My elder half-brother Ed “Eddie” Smith of Visalia, CA has passed away. We grew apart over the years, and as things of that sort happen in families, you may think that I would be unaffected by the passing of a half-brother I had not seen since the mid-1980s. But this news has hurt me very deeply.

We often leave things unsaid, then regret it when it’s too late. Everyone does it.

That I loved him was set in stone when I was a child. He always had time for clowning around with me, which made me feel loved and special at a time when I was suffering from terrible abuse by my parents. His brother Joseph did the same.
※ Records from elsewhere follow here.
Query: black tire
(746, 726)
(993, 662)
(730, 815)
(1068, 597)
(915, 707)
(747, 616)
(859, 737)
The children of a different mother but the same father, they were both the best part of my life during the time when our father was given to beating me down and belittling me. I had terrible self-esteem, but those two actually made my life better. There’s no greater gift anyone can possibly give.

Eddie will be in Heaven when my time is done. We will talk of happy times and laughter that we shared. He was a hero to me, giving but never taking. Once, for my birthday, he gave me a model of the starship Enterprise, and it was a limited edition with clear parts which could be lit up. That model never was built. I didn’t have the skills, and he had far less time than before. But I, just this month, bought one very much like it. It will be finished in his memory.

He turned 18 in the summer of 1969, a dangerous time to come of age. I remember that he got a surfer on his cake, as he was a music lover and listened to all kinds of music. Our father gave him full-time work, and he was also in college, a history student at the University of Maryland. He never got drafted and he was far too intelligent to volunteer, despite being a conservative and a true patriot. Had he been drafted, he wouldn’t have run to Canada.  I have no doubt that he would have done his country proud. He was tough, far from being a coward, and he and Joe took up for all of us half-siblings. Once, my oldest sister came home crying because at the little community beach, she had been harassed by a pair of twin boys. They took off after those boys, teenagers, and I saw what happened next. It wasn’t pretty. They caused no lasting harm, but the twins never, as far as I can remember, harassed anyone ever again.

I know that the trauma of being threatened with death by my brothers was unforgettable. But they loved us all, and through the years they were our substitute dads. They helped shape us into the people we became. I’m so very grateful for them.

Eddie was a man with a huge sense of humor, always wanting to evoke a laugh, have fun and help out. I never had the honor of meeting his widow, but I sincerely pray that in this terrible time, she can find the peace that he is experiencing right now. I grieve with her.

It is always the loved ones remaining who suffer, but the ones who pass on will know the peace of Jesus Christ, and after a life well-lived, and knowing that he was a devout Christian, I can say only, “Well done, Brother. Well done.”

To his mother, his surviving widow, brother and sons and all those who love him, I pray that you will be comforted by the Lord’s touch.